Hécate (Texte de Stewart Farrar)

De Wiccapedia

Hécate

Stewart Farrar

Traduction Tof


Hécate est à la fois la Déesse de la Lune, des Enfers et de la Magie. Elle est d’origine Thrace et est plus ancienne que les Dieux Olympiens mais comme d’autres déités primordiales elle a été absorbée dans le panthéon classique grec (ainsi que dans le panthéon romain). Elle a pris part à la guerre des Dieux Olympiens contre les Géants. Elle est la fille de deux Titans, Persès et Astéria (tous deux symboles de lumière brillante), on en a fait ensuite la fille de Zeus et Héra ainsi que l’une des nombreuses maîtresses d’Hermès.

Elle n’a jamais vécu sur l’Olympe, elle résidait dans les Enfers aux côtés d’Hadès et Perséphone et de déités mineures comme Thanatos (la Mort), Hypnos (le Sommeil) et Morphée (les Rêves). Mais comme Perséphone elle a aussi du pouvoir ailleurs. Alors que Perséphone, fille et alter ego de la Mère Blé, fertilise la Terre chaque printemps, Hécate régnait dans le ciel nocturne et sur la Terre elle était la protectrice des troupeaux, des marins et bien sûr des sorcières.

Alors que Perséphone est le lien lumineux entre les Enfers et la Terre, Hécate était le lien sombre. Le lac Averno en Campanie était réputé être un des passages vers le royaume des ombres. Les collines qui l’entourent étaient recouvertes d’arbres sacrés pour Hécate et percées de grottes par lesquelles les âmes des morts étaient convoquées. La chouette nocturne était son messager. L’if noir, le saule et l’osier sont ses arbres. Les balais de sorcières sont traditionnellement liés avec de l’osier, sinon on dit qu’ils sont inefficaces.
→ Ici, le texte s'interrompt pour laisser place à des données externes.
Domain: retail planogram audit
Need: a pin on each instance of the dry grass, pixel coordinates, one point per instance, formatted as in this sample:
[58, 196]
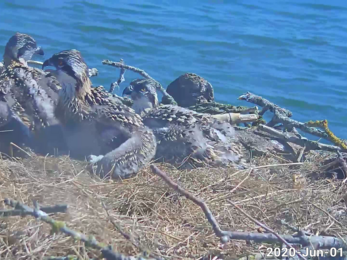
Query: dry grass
[164, 222]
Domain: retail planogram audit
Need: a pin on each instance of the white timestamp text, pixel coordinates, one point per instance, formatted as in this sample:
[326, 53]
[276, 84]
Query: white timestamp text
[291, 252]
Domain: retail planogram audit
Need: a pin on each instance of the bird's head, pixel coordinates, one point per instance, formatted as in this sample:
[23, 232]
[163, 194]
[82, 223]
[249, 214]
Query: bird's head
[21, 46]
[143, 93]
[71, 71]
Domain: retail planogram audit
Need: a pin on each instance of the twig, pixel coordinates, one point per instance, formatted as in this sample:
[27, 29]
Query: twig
[21, 212]
[211, 219]
[310, 145]
[326, 212]
[282, 115]
[120, 79]
[265, 104]
[91, 72]
[317, 242]
[169, 99]
[216, 108]
[57, 226]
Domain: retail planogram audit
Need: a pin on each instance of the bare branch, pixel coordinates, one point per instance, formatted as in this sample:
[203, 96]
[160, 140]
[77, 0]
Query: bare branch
[282, 115]
[310, 145]
[91, 72]
[57, 226]
[169, 99]
[316, 242]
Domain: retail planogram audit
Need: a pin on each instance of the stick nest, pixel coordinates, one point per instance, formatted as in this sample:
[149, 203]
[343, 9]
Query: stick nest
[159, 219]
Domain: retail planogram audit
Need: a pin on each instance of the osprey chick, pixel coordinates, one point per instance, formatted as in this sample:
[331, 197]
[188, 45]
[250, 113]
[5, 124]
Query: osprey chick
[96, 124]
[182, 133]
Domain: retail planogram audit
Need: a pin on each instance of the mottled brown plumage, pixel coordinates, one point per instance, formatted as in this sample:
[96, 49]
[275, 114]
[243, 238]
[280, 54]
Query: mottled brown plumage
[183, 135]
[96, 124]
[31, 95]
De toutes les Déesses grecques elle est celle qui est le plus ostensiblement triple. Elle est dans le même temps les trois phases de la Lune et en particulier sa phase sombre. Diane, Proserpine, Hécate formaient la « Diana Triformis » des romains (en Grèce il s’agissait d’Artémis, Perséphone et Hécate).
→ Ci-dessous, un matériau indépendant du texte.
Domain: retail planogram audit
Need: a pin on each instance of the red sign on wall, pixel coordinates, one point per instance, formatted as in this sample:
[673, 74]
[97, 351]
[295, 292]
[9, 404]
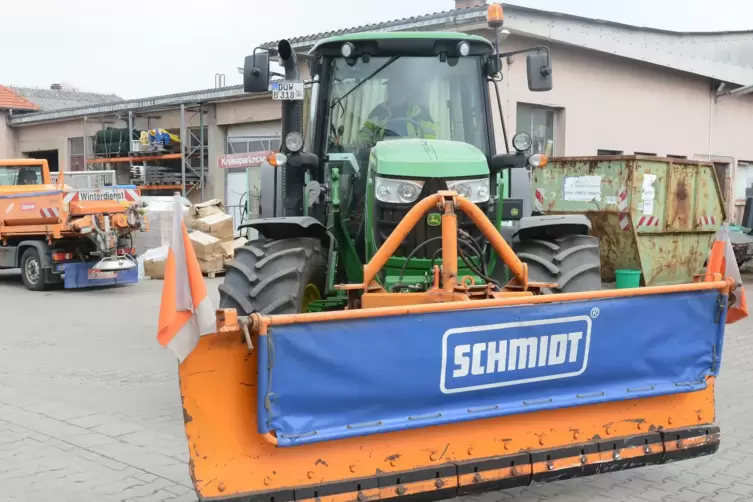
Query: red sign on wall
[251, 159]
Elle était représentée par trois personnages féminins ou une femme avec trois têtes d’animaux – un cheval, un chien et un sanglier - ou parfois trois chevaux. Dans son livre « Witches », T.C. Lethbridge suggère que cela représentait l’amalgame des animaux-totem de son passé primordial. Les chiens lui étaient tout spécialement associés (peut être à cause de leur habitude de hurler à la lune et de leur habilité à suivre une piste). On la représente parfois sous l’apparence d’une chienne qui met bas et elle partage avec le Herne du Nord la réputation de conduire la Chasse Sauvage nocturne des chiens fantômes.

Pour les Grecs et les Romains elle était la Déesse des croisements, là où le voyageur était confronté à un choix triple. On y voyait des statues d’Hécate et des offrandes en nourriture, le « souper d’Hécate » y étaient laissées au cœur de la nuit sous la pleine lune. Celui qui laissait la nourriture s’en allait sans se retourner et personne n’osait regarder en face l’effrayante Déesse.

En Grèce, le 13 août son festival annuel (et celui de Diane à Rome) avait pour but de s’attirer ses faveurs, de protéger les récoltes des destructions liées aux tempêtes que la lune pouvait envoyer à cette période de l’année.

Elle hantait également les cimetières et les lieux où il y avait eu des crimes – puisqu’elle était une Déesse d’expiation et de purification.

Hécate est la Sombre Mère aux sens à la fois positif et apparemment négatif. Elle peut envoyer des démons pour tourmenter les rêves des hommes, elle peut les rendre fous s’ils ne sont pas capables de lui faire face. Mais à ceux qui osent l’accueillir, elle apporte l’inspiration créative. Elle est Hécate Antéa, celle qui envoie les Visions Nocturnes et comme il est courant chez les Déesses Lunaires, elle a un fils, Muséos, l’homme-muse.

Pour la divination les Grecs utilisaient un objet appelé le « Cercle d’Hécate », une sphère dorée au sein de laquelle était caché un saphir – sa Lune mystérieuse cache la graine lumineuse de la compréhension.

La torche est son symbole car la Sombre Mère porte aussi la lumière qui illumine l’Inconscient et révèle ses trésors.

Comme toujours Shakespeare savait de quoi il parlait. La déité de ses sorcières n’était pas Satan, comme l’affirmaient les autorités contemporaines, mais la Sombre Déesse dont la fonction paradoxale est de percer les ténèbres, d’apporter des visions, de faire revivre le passé, d’illuminer le présent et d’avertir ou faire des promesses quant au futur – la déesse des croisements éclairés par la lune, Hécate aux Trois Visages.